2/10/11

Opening the Door to KEESHA'S HOUSE

According to Robert Frost, "Poetry is what one hears behind closed doors."  In Keesha's House, multiple narrators take us behind "the wide blue door half hidden by a weeping willow tree," the door of a house that takes in teenagers who need a place to go, for a few days, a few months, for as long as they need--it's a place to go "when you need a home more than you need your pride."  Keesha's House takes readers not only into this house, but also behind the closed doors of each narrator, into their lives, their troubles, their secrets and tragedies and small joys.  And it takes us there in poetry.

Helen Frost interweaves the stories of six teenagers in this novel in poems, and poetry feels like just the right form, for stories that cut deep into the gut.  Frost tells Harris's story.  We see Harris find a note in his locker reading "Die faggot."  We see him get shoved across the cafeteria.

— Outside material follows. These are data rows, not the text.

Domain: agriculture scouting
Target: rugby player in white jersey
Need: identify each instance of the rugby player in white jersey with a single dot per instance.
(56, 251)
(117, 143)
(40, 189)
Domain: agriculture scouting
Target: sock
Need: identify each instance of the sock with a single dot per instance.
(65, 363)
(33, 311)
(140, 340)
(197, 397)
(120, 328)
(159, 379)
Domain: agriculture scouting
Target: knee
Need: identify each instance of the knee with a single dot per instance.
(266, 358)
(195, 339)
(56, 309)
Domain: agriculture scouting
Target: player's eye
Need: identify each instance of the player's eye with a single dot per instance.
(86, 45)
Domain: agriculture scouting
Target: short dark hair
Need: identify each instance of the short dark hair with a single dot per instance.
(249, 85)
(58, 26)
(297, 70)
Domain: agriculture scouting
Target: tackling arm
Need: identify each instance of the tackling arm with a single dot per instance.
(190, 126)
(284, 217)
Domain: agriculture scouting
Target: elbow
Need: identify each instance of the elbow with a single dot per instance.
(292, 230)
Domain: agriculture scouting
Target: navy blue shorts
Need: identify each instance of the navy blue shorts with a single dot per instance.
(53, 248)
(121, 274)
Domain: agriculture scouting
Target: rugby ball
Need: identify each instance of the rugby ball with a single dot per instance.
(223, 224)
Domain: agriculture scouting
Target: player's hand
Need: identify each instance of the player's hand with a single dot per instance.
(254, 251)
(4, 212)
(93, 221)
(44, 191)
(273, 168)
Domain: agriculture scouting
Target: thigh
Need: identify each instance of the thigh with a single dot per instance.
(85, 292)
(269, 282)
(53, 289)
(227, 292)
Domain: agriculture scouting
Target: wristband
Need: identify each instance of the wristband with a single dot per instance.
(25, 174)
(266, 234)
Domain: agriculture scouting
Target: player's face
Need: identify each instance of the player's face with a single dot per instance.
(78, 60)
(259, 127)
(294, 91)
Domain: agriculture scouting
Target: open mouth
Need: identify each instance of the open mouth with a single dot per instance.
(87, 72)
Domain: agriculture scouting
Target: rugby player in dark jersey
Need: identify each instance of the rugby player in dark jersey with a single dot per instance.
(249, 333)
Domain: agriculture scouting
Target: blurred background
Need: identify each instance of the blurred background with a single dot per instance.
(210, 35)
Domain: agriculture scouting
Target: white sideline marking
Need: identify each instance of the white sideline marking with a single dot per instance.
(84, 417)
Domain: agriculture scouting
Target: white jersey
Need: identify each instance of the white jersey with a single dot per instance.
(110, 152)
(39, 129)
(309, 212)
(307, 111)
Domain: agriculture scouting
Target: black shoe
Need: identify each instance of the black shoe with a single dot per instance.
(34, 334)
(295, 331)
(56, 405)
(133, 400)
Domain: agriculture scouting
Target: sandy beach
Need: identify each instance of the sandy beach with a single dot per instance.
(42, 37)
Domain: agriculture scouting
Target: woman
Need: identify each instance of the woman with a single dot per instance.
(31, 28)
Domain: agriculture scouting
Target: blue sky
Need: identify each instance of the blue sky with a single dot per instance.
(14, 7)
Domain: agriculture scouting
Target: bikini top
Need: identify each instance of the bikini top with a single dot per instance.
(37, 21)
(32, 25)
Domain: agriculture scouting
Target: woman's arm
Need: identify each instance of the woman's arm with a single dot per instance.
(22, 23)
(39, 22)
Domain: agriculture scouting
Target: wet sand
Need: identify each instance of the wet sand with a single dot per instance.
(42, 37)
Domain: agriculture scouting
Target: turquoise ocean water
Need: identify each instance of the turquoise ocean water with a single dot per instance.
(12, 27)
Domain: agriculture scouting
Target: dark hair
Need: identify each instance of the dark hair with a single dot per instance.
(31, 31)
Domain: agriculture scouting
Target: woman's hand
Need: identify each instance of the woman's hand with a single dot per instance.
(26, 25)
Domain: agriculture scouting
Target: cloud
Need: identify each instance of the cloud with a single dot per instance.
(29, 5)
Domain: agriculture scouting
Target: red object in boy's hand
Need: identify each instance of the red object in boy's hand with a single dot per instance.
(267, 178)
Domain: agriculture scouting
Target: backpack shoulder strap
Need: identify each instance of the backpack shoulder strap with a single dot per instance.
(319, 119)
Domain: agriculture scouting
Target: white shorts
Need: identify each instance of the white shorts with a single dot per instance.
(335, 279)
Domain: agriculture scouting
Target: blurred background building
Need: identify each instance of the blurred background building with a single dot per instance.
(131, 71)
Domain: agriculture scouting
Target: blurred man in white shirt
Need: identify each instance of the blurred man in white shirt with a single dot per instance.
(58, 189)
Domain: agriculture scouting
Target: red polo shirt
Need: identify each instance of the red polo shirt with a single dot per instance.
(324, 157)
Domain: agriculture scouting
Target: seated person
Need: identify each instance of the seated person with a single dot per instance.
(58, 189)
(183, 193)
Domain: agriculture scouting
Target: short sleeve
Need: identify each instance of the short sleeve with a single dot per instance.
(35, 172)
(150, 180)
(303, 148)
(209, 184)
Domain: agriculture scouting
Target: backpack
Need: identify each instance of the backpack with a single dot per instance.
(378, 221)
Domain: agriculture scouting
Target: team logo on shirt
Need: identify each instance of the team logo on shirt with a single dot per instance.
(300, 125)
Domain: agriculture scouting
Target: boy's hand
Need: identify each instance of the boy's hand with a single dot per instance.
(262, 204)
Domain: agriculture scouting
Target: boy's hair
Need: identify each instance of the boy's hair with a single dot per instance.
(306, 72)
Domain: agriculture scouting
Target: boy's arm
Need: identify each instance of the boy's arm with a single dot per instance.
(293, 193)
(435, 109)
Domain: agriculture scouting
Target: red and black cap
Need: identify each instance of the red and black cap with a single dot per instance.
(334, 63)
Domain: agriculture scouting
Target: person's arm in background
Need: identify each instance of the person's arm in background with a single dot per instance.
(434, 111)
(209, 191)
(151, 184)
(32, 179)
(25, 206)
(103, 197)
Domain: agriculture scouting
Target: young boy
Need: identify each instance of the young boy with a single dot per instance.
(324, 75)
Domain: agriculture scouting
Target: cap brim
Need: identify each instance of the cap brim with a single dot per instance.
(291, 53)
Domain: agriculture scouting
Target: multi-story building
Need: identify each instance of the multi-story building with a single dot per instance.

We see the assistant principal tell him, "You're too young to make this choice.  Just wait.  There's lots of pretty girls out there."  We see Stephie try to hide her pregnancy from parents who think she's still their little girl.  We see Stephie's boyfriend Jason watch his dreams slip away.  We see Carmen long for her grandmother from a juvenile detention facility and Dontay struggle with his second-tier status as a foster kid.  We see the headline: "Tobias Walker, age fourteen, was found dead Tuesday afternoon."

By the end of Keesha's House it's hard not to look around and try to see deeper into the stories behind any stranger.  And it's impossible not to see "the value of a house like this."  Not just the house that takes people in when its raining and there's no place else to go, but a book like this, that takes in characters who need their stories told.

Emily Dickinson wrote, "If I read a book and it makes my whole body so cold no fire could ever warm me, I know that is poetry.  If I feel physically as if the top of my head were taken off, I know that is poetry."

I know Keesha's House is poetry.

[Frost, Helen.  Keesha's House.  New York: Frances Foster Books, 2003.]